New business ventures comprised 10 percent of total investments, amounting to US$54.3 million since 2017 inception. This category includes the Centro del Vino in Pirque and increased stakes in the Kross brewery operations. The beer business saw a 31.2 percent volume growth, driven by the Odissea brand introduced in 2024. The Centro del Vino serves as a key hub for enotourism activities.

Kross brand performance highlighted exceptional growth while imported beer segments faced high competition challenges.
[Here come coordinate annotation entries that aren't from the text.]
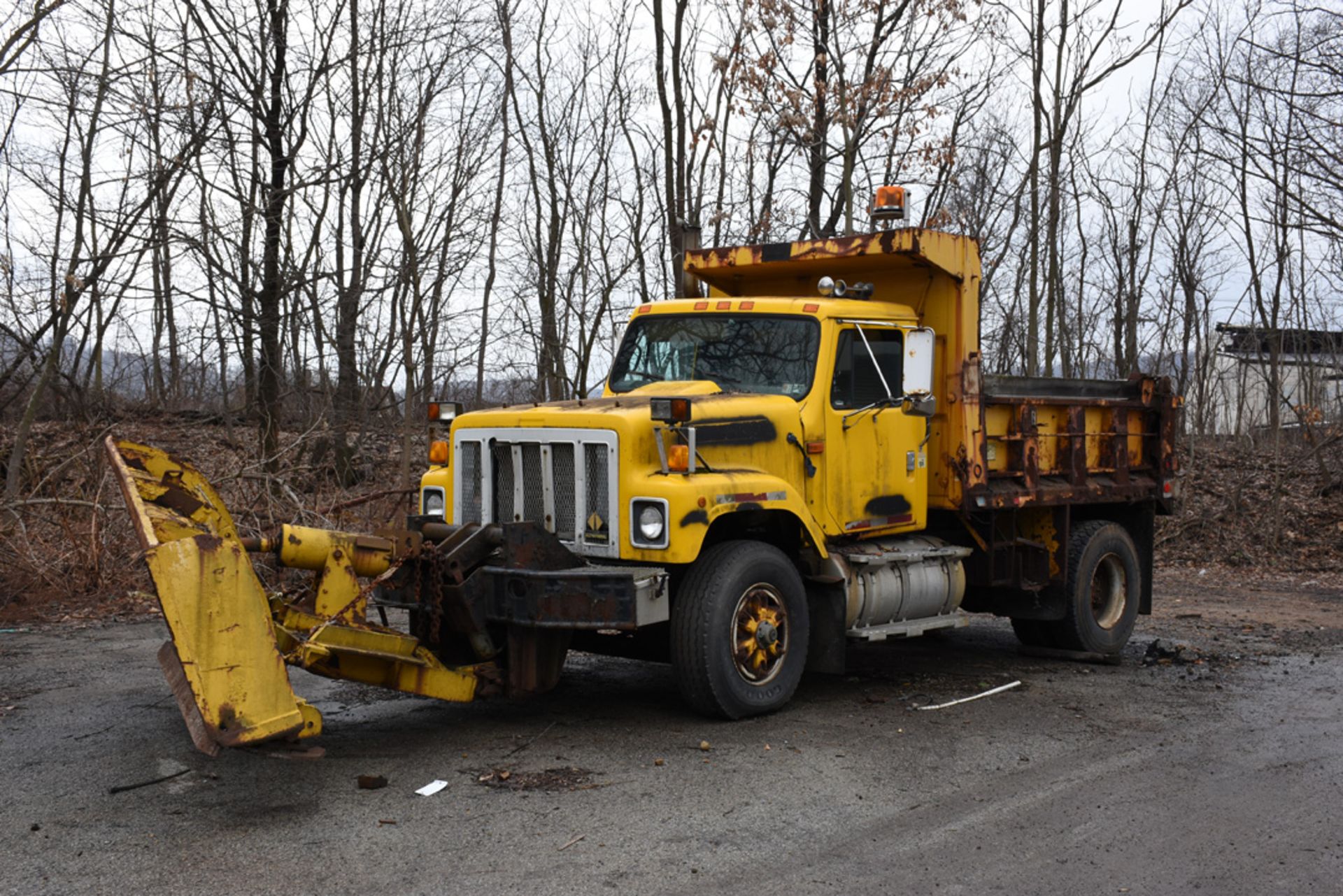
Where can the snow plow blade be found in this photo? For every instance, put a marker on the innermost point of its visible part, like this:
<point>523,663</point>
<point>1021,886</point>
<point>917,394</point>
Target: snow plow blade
<point>223,662</point>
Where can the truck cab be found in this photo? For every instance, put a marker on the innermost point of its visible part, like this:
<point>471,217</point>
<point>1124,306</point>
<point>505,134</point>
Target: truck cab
<point>806,455</point>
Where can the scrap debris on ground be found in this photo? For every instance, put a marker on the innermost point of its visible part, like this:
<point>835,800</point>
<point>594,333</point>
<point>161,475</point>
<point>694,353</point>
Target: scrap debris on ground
<point>551,779</point>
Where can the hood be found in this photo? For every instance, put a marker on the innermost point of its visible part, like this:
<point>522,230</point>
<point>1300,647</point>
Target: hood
<point>732,430</point>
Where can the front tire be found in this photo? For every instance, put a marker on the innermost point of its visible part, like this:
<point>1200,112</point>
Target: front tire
<point>739,630</point>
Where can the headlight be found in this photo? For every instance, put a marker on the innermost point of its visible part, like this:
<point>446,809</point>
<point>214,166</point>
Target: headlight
<point>651,523</point>
<point>432,503</point>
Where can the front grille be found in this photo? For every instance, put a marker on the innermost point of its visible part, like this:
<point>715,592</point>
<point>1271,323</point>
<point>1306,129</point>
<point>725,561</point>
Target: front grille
<point>595,528</point>
<point>562,462</point>
<point>560,478</point>
<point>504,490</point>
<point>470,465</point>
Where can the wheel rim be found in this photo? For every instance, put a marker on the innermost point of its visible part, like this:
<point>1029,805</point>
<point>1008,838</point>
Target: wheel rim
<point>759,634</point>
<point>1109,591</point>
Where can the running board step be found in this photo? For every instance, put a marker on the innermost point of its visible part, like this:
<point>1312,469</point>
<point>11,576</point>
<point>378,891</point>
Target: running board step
<point>911,627</point>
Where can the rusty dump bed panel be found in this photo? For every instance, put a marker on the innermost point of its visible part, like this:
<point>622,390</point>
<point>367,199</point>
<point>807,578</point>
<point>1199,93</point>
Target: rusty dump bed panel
<point>1048,442</point>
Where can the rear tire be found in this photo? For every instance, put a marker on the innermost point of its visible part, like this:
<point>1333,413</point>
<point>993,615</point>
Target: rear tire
<point>1102,591</point>
<point>739,630</point>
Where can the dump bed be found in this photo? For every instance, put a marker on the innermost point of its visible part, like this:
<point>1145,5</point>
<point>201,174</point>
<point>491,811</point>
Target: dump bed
<point>1045,442</point>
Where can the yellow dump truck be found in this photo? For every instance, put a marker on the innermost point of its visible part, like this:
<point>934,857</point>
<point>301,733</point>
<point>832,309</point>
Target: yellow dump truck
<point>805,456</point>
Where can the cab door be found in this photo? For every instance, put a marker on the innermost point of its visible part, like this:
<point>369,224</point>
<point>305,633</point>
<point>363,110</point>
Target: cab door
<point>876,467</point>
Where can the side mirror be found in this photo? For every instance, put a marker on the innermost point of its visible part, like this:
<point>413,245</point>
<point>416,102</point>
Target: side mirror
<point>916,382</point>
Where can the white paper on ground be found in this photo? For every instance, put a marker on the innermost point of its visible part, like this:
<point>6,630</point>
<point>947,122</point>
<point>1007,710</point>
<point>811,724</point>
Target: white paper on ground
<point>432,788</point>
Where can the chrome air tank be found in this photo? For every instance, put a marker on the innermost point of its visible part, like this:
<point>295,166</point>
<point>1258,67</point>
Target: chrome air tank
<point>902,578</point>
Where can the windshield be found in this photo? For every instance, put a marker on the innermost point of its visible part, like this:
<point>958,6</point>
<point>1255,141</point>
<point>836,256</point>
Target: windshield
<point>741,354</point>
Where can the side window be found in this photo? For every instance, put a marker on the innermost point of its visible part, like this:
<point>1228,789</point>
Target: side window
<point>856,382</point>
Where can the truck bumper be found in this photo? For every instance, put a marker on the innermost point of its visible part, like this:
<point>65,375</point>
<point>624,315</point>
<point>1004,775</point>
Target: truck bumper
<point>586,597</point>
The acquisition of Mal Paso pisco brand also falls within this new business investment category. Management noted that the local beer business grew explosively compared to previous fiscal years. This segment demonstrates the potential for alternative beverage growth in the region.

In February 2026, the firm acquired the French rosé specialist Maison Mirabeau for strategic expansion. This deal was excluded from the 2017 to 2025 investment totals as it closed after the reporting period. The acquisition strengthens the company presence in Europe and aligns with growth in origins strategy. It marks a significant step into the European rosé market.

Guilisasti stated the brand portfolio is evolving to focus on high-growth opportunities and operational efficiency. The number of brands has decreased significantly to concentrate on assets with stronger potential. Future growth will prioritize new origins with premium brands and minimal fixed asset investment requirements. The reduction in brand names simplifies marketing and distribution.

Marketing and innovation centers are developing new products for launch later this year or early next. The goal is to respond directly to consumer needs through targeted development and research initiatives. Continued inorganic growth remains a priority for the family-owned enterprise as it navigates the global market. The innovation center focuses on sustainability and consumer trends.